Photo d’archives, courtoisie

Essentiellement pour sa reconstitution saisissante, sous forme de faux plans-séquences, des combats qu’a conçus avec brio Sam Mendes, ce récit qui nous plonge dans les tranchées britanniques, lors de la Première Guerre mondiale, se taille une place parmi les meilleurs films de guerre de l’histoire récente du cinéma. (CB) 

◆ Où le voir : VOD, Crave

À en perdre le fils  

Photo d’archives, courtoisie

Le Taïwanais Chung Mong-hong signe un bouleversant drame familial où est abordée avec doigté la préférence que des parents peuvent avoir pour un de leurs enfants. Brillamment écrit, épicé d’une touche de film de gangsters, À en perdre le fils doit une grande partie de sa puissance au jeu impeccable de ses acteurs. (CB)  

◆ Où le voir : Netflix

Alcootest  

Photo d’archives, courtoisie

Un nom : Mads Mikkelsen. Pour ses retrouvailles avec le cinéaste Thomas Vinterberg, huit ans après La chasse, l’immense acteur danois donne une leçon de jeu en se glissant dans la peau d’un professeur désabusé qui, avec des collègues, entend tester la théorie d’un psychologue norvégien voulant qu’une personne soit à son summum si elle maintient un taux d’alcool constant de 0,05 dans son sang. (CB) 

◆ Où le voir : VOD

C’est ça le paradis ?  

Photo d’archives, courtoisie

Passé maître dans l’art de mettre en scène des situations absurdes avec peu de mots, l’acteur et cinéaste palestinien Elia Suleiman jette un regard drôle et poétique sur le monde d’aujourd’hui dans cette comédie dramatique brillante et savoureuse. (MD). 

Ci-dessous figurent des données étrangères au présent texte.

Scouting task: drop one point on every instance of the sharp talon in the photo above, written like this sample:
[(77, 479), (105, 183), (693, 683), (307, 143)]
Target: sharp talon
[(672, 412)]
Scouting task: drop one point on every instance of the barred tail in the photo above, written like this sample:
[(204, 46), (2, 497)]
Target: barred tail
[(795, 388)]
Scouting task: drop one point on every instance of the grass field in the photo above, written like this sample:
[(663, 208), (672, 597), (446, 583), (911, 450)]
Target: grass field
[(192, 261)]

◆ Où le voir : iTunes Store

David Byrne’s American Utopia  

Photo d’archives, courtoisie

Artistiquement, avec Spike Lee aux commandes, cette captation du spectacle de David Byrne à Broadway est une merveille. Les vieux succès des Talking Heads se moulent aisément aux pièces du plus récent album de Byrne, American Utopia, tandis que les caméras de Lee témoignent de la créativité de la mise en scène et de l’énergie déployée par la troupe. Ajoutez à cela des messages politiques pertinents et vous avez un concert-film parfaitement ancré dans son époque. (CB) 

◆ Où le voir : Crave

La déesse des mouches à feu  

Photo d’archives, courtoisie

Un des meilleurs films québécois à avoir pris l’affiche dans la dernière année, ce drame percutant de la réalisatrice Anaïs Barbeau-Lavalette adapté du roman du même titre de Geneviève Pettersen dépeint avec une justesse inouïe le vertige de l’adolescence. Un film aussi puissant que beau et lumineux. (MD) 

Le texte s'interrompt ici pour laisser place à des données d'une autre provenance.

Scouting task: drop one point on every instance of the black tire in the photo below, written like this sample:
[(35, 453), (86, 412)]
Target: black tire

◆ Où le voir : En attente d’un retour en salle

Désolé de vous avoir manqué  

Photo d’archives, courtoisie

Maître du cinéma social, Ken Loach met encore le doigt sur le bobo quand il dénonce avec une certaine tendresse les dérives du capitalisme à travers ses effets pervers sur une famille de la classe moyenne dont le père, dans l’espoir de jours meilleurs, devient livreur de colis. (CB) 

◆ Où le voir : VOD, plateforme en ligne du Cinéma Moderne et du Clap 

Été 85  

Photo d’archives, courtoisie

Le cinéaste français François Ozon a puisé dans ses souvenirs de jeunesse pour écrire le 19e long métrage de sa prolifique carrière qui relate les premiers émois amoureux entre deux adolescents au milieu des années 1985. Il en résulte une œuvre tendre, nostalgique et bouleversante qui respire la joie de vivre. (MD) 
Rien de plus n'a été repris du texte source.